Lucas Rocha Furtado, subprocurador-geral, ingressou com representação no tribunal na semana passada pedindo apuração do caso. O documento requisita ainda a suspensão dos pagamentos à empresa que fornece os maquinários ao governo Federal, a chinesa XCMG.
De acordo com o que foi divulgado pela Folha de S. Paulo, na segunda-feira (22), o Ministério da Cidadania usou R$ 89,8 milhões no apagar das luzes do ano passado para a compra de maquinários. O recursos estão no âmbito do programa Fomento Rural, voltado a famílias em situação de pobreza e extrema pobreza da zona rural —contexto estranho ao uso de maquinários de grande porte.
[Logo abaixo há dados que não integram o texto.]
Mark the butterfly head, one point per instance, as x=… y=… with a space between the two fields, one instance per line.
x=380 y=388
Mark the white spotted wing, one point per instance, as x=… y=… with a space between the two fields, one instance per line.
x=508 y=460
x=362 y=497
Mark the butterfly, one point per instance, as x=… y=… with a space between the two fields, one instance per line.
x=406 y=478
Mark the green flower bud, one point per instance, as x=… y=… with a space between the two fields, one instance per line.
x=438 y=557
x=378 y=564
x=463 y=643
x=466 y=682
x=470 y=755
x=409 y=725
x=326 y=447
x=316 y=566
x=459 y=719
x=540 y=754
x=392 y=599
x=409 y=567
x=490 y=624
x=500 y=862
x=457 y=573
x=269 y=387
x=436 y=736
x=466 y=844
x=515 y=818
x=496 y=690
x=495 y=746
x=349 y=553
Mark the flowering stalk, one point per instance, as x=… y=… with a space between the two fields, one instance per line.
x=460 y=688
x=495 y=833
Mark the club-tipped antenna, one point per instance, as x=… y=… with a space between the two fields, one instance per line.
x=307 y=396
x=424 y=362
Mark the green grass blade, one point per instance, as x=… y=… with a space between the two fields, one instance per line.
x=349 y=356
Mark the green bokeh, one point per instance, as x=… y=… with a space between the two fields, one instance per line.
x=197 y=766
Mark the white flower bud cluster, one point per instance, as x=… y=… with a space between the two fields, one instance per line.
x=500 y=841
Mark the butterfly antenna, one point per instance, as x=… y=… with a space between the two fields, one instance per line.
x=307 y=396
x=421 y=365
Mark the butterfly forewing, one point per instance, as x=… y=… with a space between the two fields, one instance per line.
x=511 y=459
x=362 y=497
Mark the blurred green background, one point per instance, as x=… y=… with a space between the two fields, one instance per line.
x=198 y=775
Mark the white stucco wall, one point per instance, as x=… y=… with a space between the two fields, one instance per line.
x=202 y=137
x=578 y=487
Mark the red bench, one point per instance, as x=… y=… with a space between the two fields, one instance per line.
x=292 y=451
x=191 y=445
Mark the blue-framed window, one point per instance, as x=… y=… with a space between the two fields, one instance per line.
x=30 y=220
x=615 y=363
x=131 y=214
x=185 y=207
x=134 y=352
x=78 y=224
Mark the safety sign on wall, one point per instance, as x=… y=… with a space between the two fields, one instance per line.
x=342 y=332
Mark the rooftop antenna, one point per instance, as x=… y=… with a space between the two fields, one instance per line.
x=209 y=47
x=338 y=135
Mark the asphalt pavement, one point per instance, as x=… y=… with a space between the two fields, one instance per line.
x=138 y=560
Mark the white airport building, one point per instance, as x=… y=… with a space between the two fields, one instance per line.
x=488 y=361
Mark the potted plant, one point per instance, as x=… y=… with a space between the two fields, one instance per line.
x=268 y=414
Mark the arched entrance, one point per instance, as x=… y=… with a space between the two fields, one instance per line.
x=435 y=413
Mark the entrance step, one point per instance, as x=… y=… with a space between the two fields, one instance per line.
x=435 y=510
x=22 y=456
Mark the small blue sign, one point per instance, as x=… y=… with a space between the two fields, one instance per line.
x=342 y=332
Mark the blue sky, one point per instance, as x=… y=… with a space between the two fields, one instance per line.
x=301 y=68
A assinatura do contrato com a XCMG e o empenho dos recursos burlou uma determinação do TCU. O acórdão do tribunal autorizou a utilização do dinheiro desde que aplicado "exclusivamente ao custeio de despesas com enfrentamento do contexto da calamidade relativa à pandemia de Covid-19 e de seus efeitos sociais e econômicos e que tenham a mesma classificação funcional da dotação cancelada ou substituída".
Essas condições não foram atendidas pelo governo. As compras de tratores são investimento, não custeio, e não há relação com a Covid-19. Recursos foram originados da transição do extinto programa Bolsa Família para o Auxílio Brasil.
O partido Cidadania comprou 247 máquinas agrícolas ao aderir a atas de registro de preços elaboradas a partir de licitação do Ministério do Desenvolvimento Regional. Essas atas de registro, em nome da XCMG, têm sido usadas pelo governo e políticos para distribuir tratores a municípios de aliados.
De acordo com documentos obtidos pela reportagem, as máquinas ainda não chegaram a ser distribuídas —estariam ainda no pátio da empresa, em Pouso Alegre (MG). O Ministério da Cidadania realizou a compra sem ao menos ter a lista de municípios que serão beneficiados, o que denota a ausência de critérios técnicos.
O maior beneficiado é a Bahia, onde o ex-ministro da Cidadania João Roma (PL), que assina a liberação para as compras, é pré-candidato ao governo estadual da Bahia.
O ex-ministro negou irregularidades. Desta forma, a meu ver, o governo novamente age em desacordo com os princípios de deveriam nortear a atuação do administrador público, em especial, confronta os princípios da impessoalidade e da legalidade", afirma o subprocurador-geral do Ministério Público na representação, baseada na reportagem da Folha.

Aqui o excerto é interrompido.